Jasmine Honey
Jasmine Honey marries the narcotic floralcy of night-blooming jasmine with golden, ambery sweetness. This warm accord captures the moment blossoms release their scent into warm evening air, mingling with the rich depth of nectar gathered at dusk.

Character
How it smells
Warm floral sweetness with sensual depth.
It takes 10,000 jasmine blossoms to yield a single milliliter of absolute, making this note among the most labor-intensive in perfumery.
Origin
India
Jasmine has perfumed human civilization since its earliest days. Ancient cultures across Asia and the Middle East employed jasmine in sacred rituals, cosmetics, and medicinal preparations. The Moors carried jasmine to Spain in the 1600s, from where it spread rapidly through Italy to France, where Grasse eventually became its spiritual home.
Traditional perfumery centers in Tamil Nadu once consumed roughly 5% of the region's total flower harvest.
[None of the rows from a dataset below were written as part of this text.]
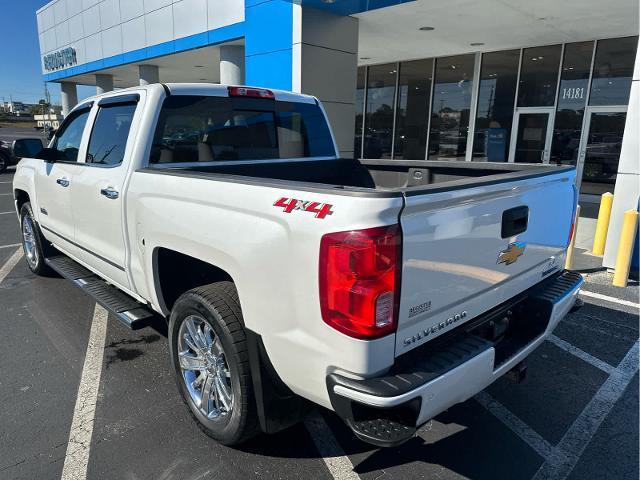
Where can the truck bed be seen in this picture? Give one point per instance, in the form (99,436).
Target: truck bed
(372,177)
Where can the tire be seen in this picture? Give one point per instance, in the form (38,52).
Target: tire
(35,246)
(214,311)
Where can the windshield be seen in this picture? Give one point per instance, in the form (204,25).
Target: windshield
(204,129)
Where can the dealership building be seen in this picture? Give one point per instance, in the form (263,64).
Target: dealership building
(503,81)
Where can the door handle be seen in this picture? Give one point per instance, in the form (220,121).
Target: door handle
(110,193)
(515,221)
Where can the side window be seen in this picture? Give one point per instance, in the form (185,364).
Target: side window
(109,134)
(67,142)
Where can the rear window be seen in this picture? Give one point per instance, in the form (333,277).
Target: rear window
(206,129)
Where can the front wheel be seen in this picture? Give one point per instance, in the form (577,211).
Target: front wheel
(33,243)
(209,354)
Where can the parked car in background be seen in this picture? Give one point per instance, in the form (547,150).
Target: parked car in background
(12,152)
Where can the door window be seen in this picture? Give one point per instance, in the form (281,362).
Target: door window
(109,135)
(532,137)
(67,142)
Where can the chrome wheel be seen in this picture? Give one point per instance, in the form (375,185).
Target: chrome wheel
(29,241)
(204,368)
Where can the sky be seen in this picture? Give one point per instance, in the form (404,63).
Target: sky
(20,71)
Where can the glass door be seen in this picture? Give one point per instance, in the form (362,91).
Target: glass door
(600,153)
(532,141)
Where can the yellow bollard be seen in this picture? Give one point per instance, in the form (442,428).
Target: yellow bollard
(604,214)
(568,264)
(625,248)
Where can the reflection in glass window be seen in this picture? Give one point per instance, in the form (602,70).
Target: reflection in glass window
(539,76)
(496,96)
(109,135)
(451,106)
(612,71)
(604,143)
(194,128)
(378,127)
(572,96)
(360,84)
(414,90)
(68,139)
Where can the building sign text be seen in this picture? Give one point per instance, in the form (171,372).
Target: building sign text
(60,59)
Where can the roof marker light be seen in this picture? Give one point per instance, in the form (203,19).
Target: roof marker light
(251,92)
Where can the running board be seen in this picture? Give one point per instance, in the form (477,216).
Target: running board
(129,311)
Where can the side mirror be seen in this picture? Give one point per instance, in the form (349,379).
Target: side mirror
(26,147)
(50,155)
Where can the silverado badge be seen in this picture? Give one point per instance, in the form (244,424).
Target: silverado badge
(512,253)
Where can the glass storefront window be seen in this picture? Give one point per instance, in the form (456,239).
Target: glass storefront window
(451,106)
(539,76)
(496,96)
(612,71)
(412,114)
(360,84)
(604,143)
(572,97)
(378,117)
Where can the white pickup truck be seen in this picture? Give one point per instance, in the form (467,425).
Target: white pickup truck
(384,290)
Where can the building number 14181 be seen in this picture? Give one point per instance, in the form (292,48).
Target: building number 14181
(573,93)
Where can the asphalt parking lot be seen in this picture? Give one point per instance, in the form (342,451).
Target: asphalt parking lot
(575,417)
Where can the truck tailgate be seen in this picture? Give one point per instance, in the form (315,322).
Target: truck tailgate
(462,253)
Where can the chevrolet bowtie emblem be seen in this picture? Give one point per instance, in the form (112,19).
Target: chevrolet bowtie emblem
(511,254)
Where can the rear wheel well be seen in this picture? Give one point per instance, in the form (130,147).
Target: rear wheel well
(177,273)
(21,197)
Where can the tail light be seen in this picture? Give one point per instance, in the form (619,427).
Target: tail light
(251,92)
(360,281)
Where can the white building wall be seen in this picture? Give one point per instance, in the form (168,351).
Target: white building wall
(100,29)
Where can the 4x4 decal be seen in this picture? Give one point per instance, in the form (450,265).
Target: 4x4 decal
(290,204)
The jasmine-honey pairing itself emerged naturally: night-blooming jasmine releases its most intense fragrance after sunset, precisely when nocturnal pollinators and honey-gathering insects become active. Ancient perfumers observed this natural alliance and began intentionally combining floral and honeyed materials.
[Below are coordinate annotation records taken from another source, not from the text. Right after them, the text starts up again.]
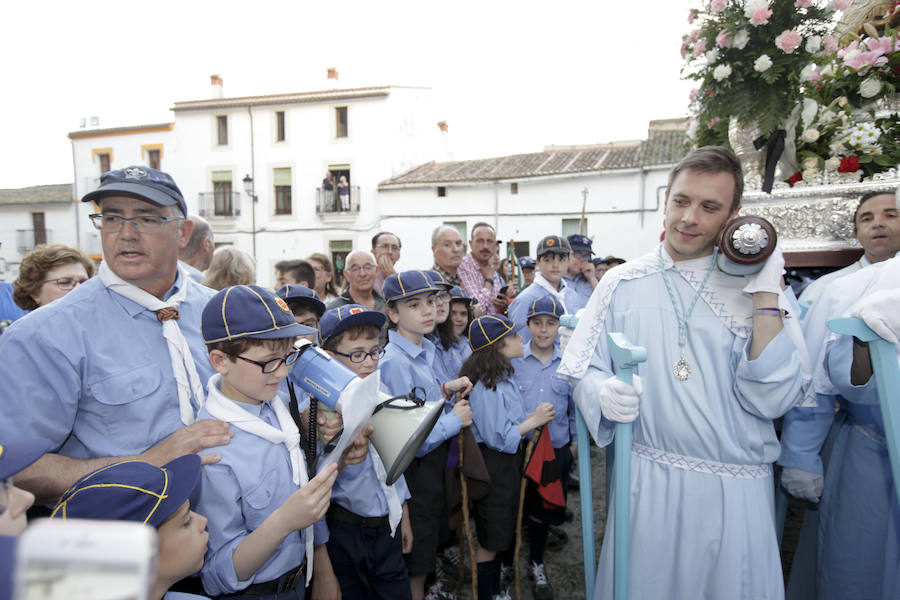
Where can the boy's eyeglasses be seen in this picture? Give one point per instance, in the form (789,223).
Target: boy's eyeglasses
(270,366)
(66,283)
(5,484)
(142,224)
(360,355)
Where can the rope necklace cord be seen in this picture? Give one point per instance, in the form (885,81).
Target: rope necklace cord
(682,370)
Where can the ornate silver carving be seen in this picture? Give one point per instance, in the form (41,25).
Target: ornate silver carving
(749,238)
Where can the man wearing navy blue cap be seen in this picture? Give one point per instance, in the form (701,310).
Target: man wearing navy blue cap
(115,368)
(581,276)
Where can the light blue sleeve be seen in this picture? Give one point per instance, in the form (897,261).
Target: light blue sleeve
(772,384)
(494,420)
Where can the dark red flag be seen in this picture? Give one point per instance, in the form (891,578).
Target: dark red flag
(543,470)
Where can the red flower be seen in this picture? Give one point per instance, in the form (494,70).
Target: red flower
(849,164)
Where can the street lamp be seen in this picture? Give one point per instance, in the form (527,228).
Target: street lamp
(248,189)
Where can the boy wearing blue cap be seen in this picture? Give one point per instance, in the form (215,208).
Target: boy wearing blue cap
(364,546)
(409,362)
(553,254)
(134,490)
(498,422)
(535,376)
(260,503)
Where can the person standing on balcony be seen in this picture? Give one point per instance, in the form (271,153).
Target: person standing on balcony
(386,248)
(344,193)
(479,279)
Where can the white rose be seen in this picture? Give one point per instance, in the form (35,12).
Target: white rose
(870,87)
(810,135)
(721,72)
(813,43)
(763,63)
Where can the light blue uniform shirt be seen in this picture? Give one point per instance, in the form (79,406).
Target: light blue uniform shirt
(447,363)
(358,490)
(538,382)
(237,494)
(496,415)
(91,372)
(518,310)
(406,366)
(582,292)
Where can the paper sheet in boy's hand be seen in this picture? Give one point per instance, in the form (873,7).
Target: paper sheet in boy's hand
(357,401)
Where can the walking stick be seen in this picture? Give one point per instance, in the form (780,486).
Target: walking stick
(625,358)
(529,450)
(887,381)
(464,492)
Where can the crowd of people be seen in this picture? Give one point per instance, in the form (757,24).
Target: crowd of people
(171,364)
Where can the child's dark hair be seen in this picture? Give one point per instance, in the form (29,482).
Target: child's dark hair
(237,347)
(487,365)
(445,329)
(351,333)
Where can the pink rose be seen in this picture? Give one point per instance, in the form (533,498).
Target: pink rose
(788,41)
(700,48)
(723,40)
(760,16)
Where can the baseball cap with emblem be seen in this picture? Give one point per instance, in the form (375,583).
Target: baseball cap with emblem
(131,490)
(553,244)
(580,243)
(300,294)
(407,283)
(142,183)
(546,305)
(488,329)
(248,311)
(338,320)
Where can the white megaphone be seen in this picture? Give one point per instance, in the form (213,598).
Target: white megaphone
(400,424)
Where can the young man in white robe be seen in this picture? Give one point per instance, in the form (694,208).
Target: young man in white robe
(721,365)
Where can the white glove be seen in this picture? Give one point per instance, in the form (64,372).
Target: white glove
(768,279)
(619,401)
(880,312)
(802,484)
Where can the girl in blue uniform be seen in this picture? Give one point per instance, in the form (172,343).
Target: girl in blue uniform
(498,422)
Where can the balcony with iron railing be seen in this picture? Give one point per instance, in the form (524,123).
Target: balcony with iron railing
(219,205)
(27,239)
(329,202)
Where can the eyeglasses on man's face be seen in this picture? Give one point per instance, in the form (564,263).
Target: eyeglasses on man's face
(143,224)
(66,283)
(270,366)
(360,355)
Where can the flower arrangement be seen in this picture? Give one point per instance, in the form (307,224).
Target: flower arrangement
(750,58)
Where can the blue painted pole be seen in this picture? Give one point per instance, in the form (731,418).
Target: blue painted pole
(887,381)
(625,358)
(585,493)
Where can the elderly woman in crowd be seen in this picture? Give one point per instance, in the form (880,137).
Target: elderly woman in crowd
(324,277)
(48,273)
(230,266)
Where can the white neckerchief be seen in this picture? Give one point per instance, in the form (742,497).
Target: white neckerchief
(395,511)
(723,294)
(231,412)
(183,366)
(559,294)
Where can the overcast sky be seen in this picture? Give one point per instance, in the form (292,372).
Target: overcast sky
(509,77)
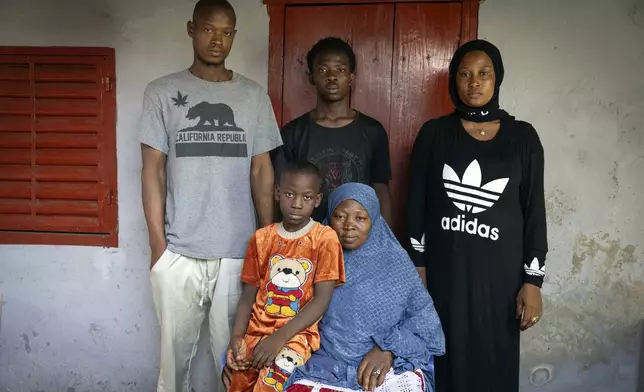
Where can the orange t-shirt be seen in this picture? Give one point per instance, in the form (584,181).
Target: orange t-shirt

The accord represents a meeting of two of perfumery's oldest materials, each with millennia of human use behind them, now united in a single olfactory gesture.
Wears it best
Fragrances featuring Jasmine Honey
Good to know
Questions, answered
The essentials on Jasmine Honey in perfumery: how it smells, where it comes from, and how it behaves on skin.
What does Jasmine Honey smell like?
Jasmine Honey opens with heady, narcotic jasmine blossom before yielding to warm, golden honey sweetness. The combination creates a sensual, slightly animalic floral with syrupy depth and lingering warmth on the skin.
Is Jasmine Honey a natural or synthetic ingredient?
Most Jasmine Honey accords combine natural jasmine absolute with honey-derived materials or reconstructed synthetic molecules. Fully natural versions exist but remain rare due to the cost and complexity of production.
Which jasmine species are used for this note?
Jasminum officinale and Jasminum sambac provide the primary floral character. Jasminum auriculatum, native to India, contributes additional rich, spicy sweetness that enhances the honeyed quality.
Where does jasmine for perfumery originate?
Egypt, India, Morocco, and France produce most of the world's perfumery jasmine. Egypt's jasmine often carries particularly pronounced honeyed notes, making it ideal for this accord.
How long has jasmine been used in perfumery?
Jasmine has perfumed human civilization since ancient times. Asian and Middle Eastern civilizations employed it in sacred rituals and cosmetics for thousands of years before it reached European perfumery in the 1600s.
What fragrance families pair well with Jasmine Honey?
Oriental and amber fragrances benefit most from Jasmine Honey's warm depth. Floral and chypre compositions also welcome its sensual sweetness as a grounding base note.
Does Jasmine Honey differ from regular jasmine?
Yes. Regular jasmine emphasizes indolic, green floral facets. Jasmine Honey adds golden, ambery honey tones that soften jasmine's intensity and add syrupy sweetness and slight fermentation notes.
What extraction method creates jasmine absolute?
Solvent extraction yields jasmine concrete from fresh petals, which is then processed into absolute using alcohol. This method captures more aromatic material than steam distillation, which works better for roots and woody parts.